For me, this has gotten personal. In California, products, networks and plans in the individual market are identical inside and outside the exchange. As I have written in these pages before (see “My Journey through Obamacare”), I am in the individual market, and all I need is a low-cost narrow network that includes the Palo Alto Clinic (part of Sutter Health) and Stanford Health. The reason I like both of these systems is partly because they have national and international reputations for quality, but mostly because I live within walking distance, and I am a geography major. As we geographers say, nothing compares with propinquity.

Unfortunately for me, my insurer, Blue Shield, severed its contract with Sutter and, more recently with Stanford, because both are deemed to be excessively expensive. In a spirited letter to Stanford leaders that was widely leaked, Blue Shield’s CEO pointed to Stanford’s prices, margins and profits in comparison with Shields’ self-imposed pledge to return any profits in excess of 2 percent to customers. All noble … but now I have to drive to UC San Francisco if I get really sick.

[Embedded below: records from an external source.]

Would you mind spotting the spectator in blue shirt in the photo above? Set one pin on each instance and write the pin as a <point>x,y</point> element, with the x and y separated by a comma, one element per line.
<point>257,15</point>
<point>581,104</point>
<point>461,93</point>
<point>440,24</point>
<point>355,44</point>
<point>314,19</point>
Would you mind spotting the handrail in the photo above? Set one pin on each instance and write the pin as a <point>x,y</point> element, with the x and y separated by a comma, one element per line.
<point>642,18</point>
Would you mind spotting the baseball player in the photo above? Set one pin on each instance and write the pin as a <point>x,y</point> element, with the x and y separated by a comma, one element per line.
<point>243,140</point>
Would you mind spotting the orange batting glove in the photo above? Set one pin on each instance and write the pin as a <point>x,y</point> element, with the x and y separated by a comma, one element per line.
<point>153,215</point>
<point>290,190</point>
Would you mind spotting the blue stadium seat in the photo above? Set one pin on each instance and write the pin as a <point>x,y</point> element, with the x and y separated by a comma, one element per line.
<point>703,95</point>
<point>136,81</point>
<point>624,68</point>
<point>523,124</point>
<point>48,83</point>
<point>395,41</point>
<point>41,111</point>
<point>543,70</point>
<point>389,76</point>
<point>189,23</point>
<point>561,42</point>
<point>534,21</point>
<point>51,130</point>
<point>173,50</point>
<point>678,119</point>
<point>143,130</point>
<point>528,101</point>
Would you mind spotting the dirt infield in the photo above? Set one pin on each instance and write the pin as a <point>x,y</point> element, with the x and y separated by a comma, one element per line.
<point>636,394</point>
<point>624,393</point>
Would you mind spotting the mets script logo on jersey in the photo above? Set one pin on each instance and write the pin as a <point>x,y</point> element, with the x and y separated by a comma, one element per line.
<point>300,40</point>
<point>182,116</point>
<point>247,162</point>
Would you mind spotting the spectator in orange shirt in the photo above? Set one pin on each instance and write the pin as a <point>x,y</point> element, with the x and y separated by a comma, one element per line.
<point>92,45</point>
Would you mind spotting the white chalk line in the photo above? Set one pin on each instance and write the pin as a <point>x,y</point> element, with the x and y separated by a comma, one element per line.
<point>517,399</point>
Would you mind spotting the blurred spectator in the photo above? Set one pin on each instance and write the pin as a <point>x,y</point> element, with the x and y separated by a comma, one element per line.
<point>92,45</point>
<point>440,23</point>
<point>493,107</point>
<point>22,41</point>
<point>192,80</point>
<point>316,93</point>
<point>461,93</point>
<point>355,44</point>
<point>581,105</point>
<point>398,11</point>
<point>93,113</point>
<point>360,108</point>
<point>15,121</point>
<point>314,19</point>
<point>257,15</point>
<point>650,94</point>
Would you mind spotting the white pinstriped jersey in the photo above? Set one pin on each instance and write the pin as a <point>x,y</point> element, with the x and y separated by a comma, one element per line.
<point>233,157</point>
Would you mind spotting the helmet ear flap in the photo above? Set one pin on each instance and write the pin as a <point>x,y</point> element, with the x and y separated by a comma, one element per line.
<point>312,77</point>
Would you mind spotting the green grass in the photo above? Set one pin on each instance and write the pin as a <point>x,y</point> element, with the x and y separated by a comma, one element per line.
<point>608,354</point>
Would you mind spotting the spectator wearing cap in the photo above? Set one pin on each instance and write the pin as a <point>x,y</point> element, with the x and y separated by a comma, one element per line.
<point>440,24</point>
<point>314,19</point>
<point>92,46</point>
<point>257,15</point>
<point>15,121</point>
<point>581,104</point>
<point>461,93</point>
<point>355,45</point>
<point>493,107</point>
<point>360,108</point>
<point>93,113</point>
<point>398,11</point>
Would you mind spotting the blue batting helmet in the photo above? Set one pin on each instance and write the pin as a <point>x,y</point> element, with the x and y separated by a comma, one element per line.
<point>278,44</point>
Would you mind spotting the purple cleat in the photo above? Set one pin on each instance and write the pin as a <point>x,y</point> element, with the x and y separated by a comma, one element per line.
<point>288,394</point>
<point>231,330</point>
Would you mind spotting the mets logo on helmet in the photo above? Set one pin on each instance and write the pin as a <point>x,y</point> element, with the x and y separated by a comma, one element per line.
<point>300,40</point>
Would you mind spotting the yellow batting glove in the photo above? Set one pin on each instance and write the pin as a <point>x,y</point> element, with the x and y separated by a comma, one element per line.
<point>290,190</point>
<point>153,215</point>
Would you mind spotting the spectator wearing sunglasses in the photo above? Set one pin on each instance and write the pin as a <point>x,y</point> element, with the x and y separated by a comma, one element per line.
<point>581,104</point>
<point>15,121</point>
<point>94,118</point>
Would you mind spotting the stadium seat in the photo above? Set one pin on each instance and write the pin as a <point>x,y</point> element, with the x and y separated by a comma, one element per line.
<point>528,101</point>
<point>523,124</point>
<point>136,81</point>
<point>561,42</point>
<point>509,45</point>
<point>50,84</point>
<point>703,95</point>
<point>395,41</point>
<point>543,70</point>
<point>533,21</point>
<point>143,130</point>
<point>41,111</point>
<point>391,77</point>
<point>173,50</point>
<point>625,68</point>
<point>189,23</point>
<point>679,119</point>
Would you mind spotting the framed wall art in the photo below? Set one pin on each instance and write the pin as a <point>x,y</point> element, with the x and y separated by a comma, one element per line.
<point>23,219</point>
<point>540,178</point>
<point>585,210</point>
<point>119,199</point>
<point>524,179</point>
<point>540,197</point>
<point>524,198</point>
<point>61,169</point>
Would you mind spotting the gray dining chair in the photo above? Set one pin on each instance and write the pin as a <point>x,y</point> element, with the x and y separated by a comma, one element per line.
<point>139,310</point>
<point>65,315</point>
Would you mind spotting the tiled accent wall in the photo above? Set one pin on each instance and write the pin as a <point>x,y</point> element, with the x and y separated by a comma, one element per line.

As far as I can determine, I cannot buy any Blue Shield plan that includes these local providers. I am not sure if any plan marketed to individuals includes them, but finding that out would involve hiring Homeland’s operatives to do the necessary espionage on who is actually in what network.

This little drama is playing out everywhere. Who to blame? Obama, Covered California, Blue Shield, Stanford and Sutter, me, all of the above, no one?

The Last Mile: The Connection to Health

Coverage does seem to help access to care, but does it improve health? We have some answers from the Oregon Medicaid studies.

Oregon presented health services researchers with a rare gift in social science: a randomized trial. In 2008, Oregon wanted to expand Medicaid but had limited resources, so it had to limit expansion to 35,000 of the 85,000 on the proposed eligibility list. The solution: a lottery. Assign them at random. This is as good as it gets for research economists.